ROANOKE TIMES Copyright (c) 1996, Roanoke Times DATE: Sunday, January 14, 1996 TAG: 9601120068 SECTION: HORIZON PAGE: F1 EDITION: METRO SOURCE: TOM BOWMAN AND SCOTT SHANE THE BALTIMORE SUN
IT is Jan. 17, 2001, the 10th anniversary of the U.S. bombing campaign against Baghdad, Iraq.
Suddenly, an hour after the opening bell, the computers at the New York Stock Exchange flicker off. A jumbo jet landing at Chicago's O'Hare airport crashes when a bogus tower message tells it to land on a crowded runway. On board the USS Eisenhower in the Persian Gulf, angry sailors demand to know why their bank accounts back home have been emptied.
For the first time in the history of warfare, the American mainland has been invaded - but not by troops. A hostile nation has attacked with the silent and invisible weapons of cyberspace.
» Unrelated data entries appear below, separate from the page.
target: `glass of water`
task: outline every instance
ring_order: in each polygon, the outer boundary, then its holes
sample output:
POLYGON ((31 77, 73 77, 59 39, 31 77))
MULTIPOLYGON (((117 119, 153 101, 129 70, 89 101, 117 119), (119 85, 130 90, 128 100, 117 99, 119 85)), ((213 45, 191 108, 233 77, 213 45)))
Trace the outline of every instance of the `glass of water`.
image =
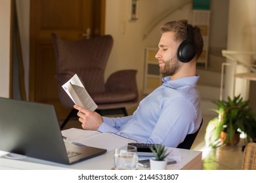
POLYGON ((134 170, 138 165, 137 148, 134 146, 126 146, 116 148, 114 157, 116 170, 134 170))

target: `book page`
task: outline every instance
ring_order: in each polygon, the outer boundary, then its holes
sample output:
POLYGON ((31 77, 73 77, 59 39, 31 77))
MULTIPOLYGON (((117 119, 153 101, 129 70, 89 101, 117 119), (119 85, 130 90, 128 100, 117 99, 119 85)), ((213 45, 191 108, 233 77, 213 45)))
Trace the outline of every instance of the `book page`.
POLYGON ((121 137, 112 133, 103 133, 91 137, 80 138, 75 142, 85 146, 106 149, 108 152, 114 150, 116 148, 123 147, 129 142, 136 142, 135 141, 121 137))
POLYGON ((75 142, 80 139, 92 137, 100 134, 101 132, 98 131, 93 130, 85 130, 78 128, 70 128, 64 129, 61 131, 63 136, 66 137, 69 140, 70 142, 75 142))
POLYGON ((98 106, 91 97, 76 74, 63 84, 62 88, 75 104, 92 111, 97 108, 98 106))

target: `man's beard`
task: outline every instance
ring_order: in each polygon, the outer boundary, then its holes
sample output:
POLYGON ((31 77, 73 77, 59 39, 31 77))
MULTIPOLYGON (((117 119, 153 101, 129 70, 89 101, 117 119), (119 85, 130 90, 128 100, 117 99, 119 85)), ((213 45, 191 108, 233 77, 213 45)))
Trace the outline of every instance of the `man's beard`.
POLYGON ((181 68, 181 63, 177 58, 164 61, 164 66, 160 67, 160 73, 163 76, 173 76, 181 68))

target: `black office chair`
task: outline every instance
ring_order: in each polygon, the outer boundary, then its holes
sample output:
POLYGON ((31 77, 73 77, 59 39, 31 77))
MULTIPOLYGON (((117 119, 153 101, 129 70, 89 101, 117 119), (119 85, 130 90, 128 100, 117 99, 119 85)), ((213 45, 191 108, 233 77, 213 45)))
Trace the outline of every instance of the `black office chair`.
POLYGON ((196 131, 195 133, 192 134, 188 134, 186 136, 186 138, 184 140, 184 141, 182 142, 181 144, 179 144, 177 148, 183 148, 183 149, 190 149, 202 124, 203 124, 203 119, 202 120, 200 126, 199 127, 198 131, 196 131))

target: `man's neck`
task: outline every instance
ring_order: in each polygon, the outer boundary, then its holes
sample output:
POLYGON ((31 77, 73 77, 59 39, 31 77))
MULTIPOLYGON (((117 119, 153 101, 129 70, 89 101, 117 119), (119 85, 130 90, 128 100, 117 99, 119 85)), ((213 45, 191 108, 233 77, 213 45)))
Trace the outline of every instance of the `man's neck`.
POLYGON ((182 64, 180 70, 171 76, 171 80, 179 79, 181 78, 194 76, 196 75, 196 62, 191 61, 188 63, 182 64))

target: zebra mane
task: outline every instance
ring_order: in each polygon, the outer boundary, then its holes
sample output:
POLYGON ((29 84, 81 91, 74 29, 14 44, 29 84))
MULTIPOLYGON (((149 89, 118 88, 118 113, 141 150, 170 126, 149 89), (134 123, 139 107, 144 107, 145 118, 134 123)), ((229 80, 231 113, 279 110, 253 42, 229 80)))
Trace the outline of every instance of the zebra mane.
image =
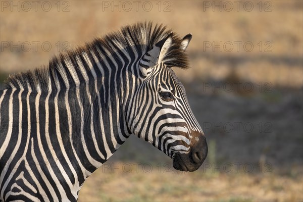
MULTIPOLYGON (((151 22, 137 23, 123 27, 120 31, 106 34, 103 37, 95 38, 84 46, 78 47, 67 54, 60 54, 54 57, 47 67, 10 75, 5 82, 5 88, 30 89, 36 91, 48 90, 51 87, 51 81, 54 81, 52 83, 63 82, 64 86, 63 81, 58 81, 58 75, 69 71, 63 70, 68 68, 70 72, 70 69, 73 68, 72 72, 81 72, 83 71, 81 68, 87 68, 79 65, 68 67, 63 65, 64 61, 75 61, 77 58, 83 60, 83 54, 91 51, 96 53, 96 49, 101 49, 99 53, 103 55, 102 57, 106 57, 117 53, 122 49, 127 52, 132 47, 143 56, 157 42, 172 33, 171 29, 168 30, 166 26, 162 24, 157 24, 154 28, 153 27, 151 22)), ((174 32, 172 32, 172 45, 163 58, 163 63, 169 67, 188 68, 188 56, 182 48, 182 38, 174 32)), ((87 71, 87 69, 85 71, 87 71)), ((64 76, 68 80, 71 79, 70 75, 64 76)))

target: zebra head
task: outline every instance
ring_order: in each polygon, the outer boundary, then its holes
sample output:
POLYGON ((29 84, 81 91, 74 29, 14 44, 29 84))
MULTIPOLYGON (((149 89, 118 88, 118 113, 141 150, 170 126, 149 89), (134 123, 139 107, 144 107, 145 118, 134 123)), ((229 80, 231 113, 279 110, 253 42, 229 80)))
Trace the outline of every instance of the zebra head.
POLYGON ((208 146, 184 87, 172 69, 186 67, 184 52, 191 34, 181 39, 168 32, 162 38, 146 48, 138 63, 130 128, 172 158, 175 169, 192 172, 205 160, 208 146))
The Pentagon strategists who once pondered the effects of a Soviet nuclear strike now are studying such a scenario: How real is the threat? Where does it come from? As it builds America's defense against the new threat from ``information warfare,'' the Pentagon has turned to its electronic brain trust: the National Security Agency.
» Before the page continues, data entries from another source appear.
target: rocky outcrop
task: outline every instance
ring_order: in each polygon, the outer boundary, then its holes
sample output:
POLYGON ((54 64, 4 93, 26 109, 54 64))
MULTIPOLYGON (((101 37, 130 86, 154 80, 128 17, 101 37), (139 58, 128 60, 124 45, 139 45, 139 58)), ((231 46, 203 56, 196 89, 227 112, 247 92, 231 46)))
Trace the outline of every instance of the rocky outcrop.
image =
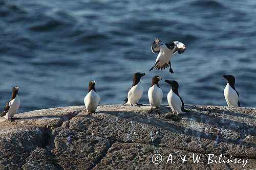
POLYGON ((73 106, 1 118, 0 169, 255 169, 255 108, 185 107, 177 119, 166 105, 157 114, 119 105, 96 114, 73 106), (209 154, 216 161, 222 155, 221 163, 208 164, 209 154), (240 163, 225 161, 236 158, 240 163))

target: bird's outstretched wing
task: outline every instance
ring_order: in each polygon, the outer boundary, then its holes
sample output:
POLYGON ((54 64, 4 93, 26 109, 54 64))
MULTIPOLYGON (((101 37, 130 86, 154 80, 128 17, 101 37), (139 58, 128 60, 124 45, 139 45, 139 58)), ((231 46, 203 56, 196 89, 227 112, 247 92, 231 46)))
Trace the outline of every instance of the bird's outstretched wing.
POLYGON ((161 40, 157 38, 155 38, 155 41, 154 41, 152 45, 151 45, 151 51, 154 54, 160 52, 160 46, 161 45, 161 40))
POLYGON ((179 54, 183 53, 185 50, 186 50, 186 46, 185 46, 185 44, 182 42, 174 41, 174 43, 177 47, 177 51, 179 54))
POLYGON ((0 116, 3 117, 5 116, 6 113, 8 112, 8 110, 9 108, 9 103, 11 101, 11 100, 9 100, 7 103, 6 103, 5 105, 5 107, 4 107, 4 111, 2 112, 1 114, 0 114, 0 116))

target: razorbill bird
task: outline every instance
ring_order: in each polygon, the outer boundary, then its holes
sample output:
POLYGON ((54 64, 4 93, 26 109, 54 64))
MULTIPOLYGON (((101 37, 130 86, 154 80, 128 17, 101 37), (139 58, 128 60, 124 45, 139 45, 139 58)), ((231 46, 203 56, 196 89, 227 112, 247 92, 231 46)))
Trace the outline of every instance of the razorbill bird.
POLYGON ((96 113, 96 110, 100 102, 100 97, 95 90, 95 81, 91 80, 89 82, 88 93, 86 94, 83 102, 88 113, 96 113))
POLYGON ((160 113, 160 106, 163 99, 163 91, 160 88, 158 82, 162 80, 159 76, 155 76, 152 78, 151 86, 147 91, 147 96, 151 106, 150 110, 147 112, 150 113, 153 108, 157 109, 157 113, 160 113))
POLYGON ((140 78, 145 75, 144 72, 136 72, 133 75, 133 84, 127 91, 126 98, 124 100, 124 103, 123 105, 126 103, 132 106, 142 105, 138 103, 143 93, 143 87, 140 83, 140 78))
POLYGON ((151 51, 152 53, 158 53, 155 65, 150 69, 150 71, 154 68, 156 69, 162 70, 170 67, 169 71, 171 73, 174 73, 170 65, 170 58, 172 56, 177 52, 179 54, 183 53, 186 50, 185 45, 178 41, 174 41, 170 43, 161 44, 161 40, 157 38, 155 38, 152 45, 151 46, 151 51))
POLYGON ((4 111, 2 112, 0 116, 5 116, 5 118, 9 120, 11 119, 14 114, 17 113, 19 107, 20 101, 18 95, 18 87, 15 86, 12 88, 12 94, 10 100, 5 105, 4 111))
POLYGON ((234 88, 234 77, 232 75, 222 75, 227 81, 227 85, 224 88, 225 99, 228 106, 240 107, 239 94, 234 88))
POLYGON ((170 91, 167 95, 167 100, 169 106, 174 114, 176 114, 176 118, 178 114, 187 112, 189 111, 184 109, 184 103, 182 99, 179 94, 179 84, 174 80, 165 80, 164 82, 170 85, 170 91))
Still reorganizing after the demise of its Cold War mission, and showing the keen survival instincts of any government bureaucracy, NSA has been eager to oblige. At a gathering of intelligence officers in June, the agency's director, John M. ``Mike'' McConnell, sounded the alarm.
``We're more vulnerable than any nation on Earth,'' he said. ``The things that are vulnerable are U.S. banks, global finance, the stock market, the Federal Reserve, air traffic control, all those things.''
NSA's efforts to seize the lead on information warfare is only one of its moves since the end of the Cold War to preserve its paramount role in intelligence. Even as it has slashed coverage of the former Soviet Union and cut personnel by 10 percent in three years, NSA has shifted resources to make itself useful to U.S. policy-makers. The agency has:
Scrambled to retrain hundreds of Russian linguists to keep pace with shifting crises in other countries.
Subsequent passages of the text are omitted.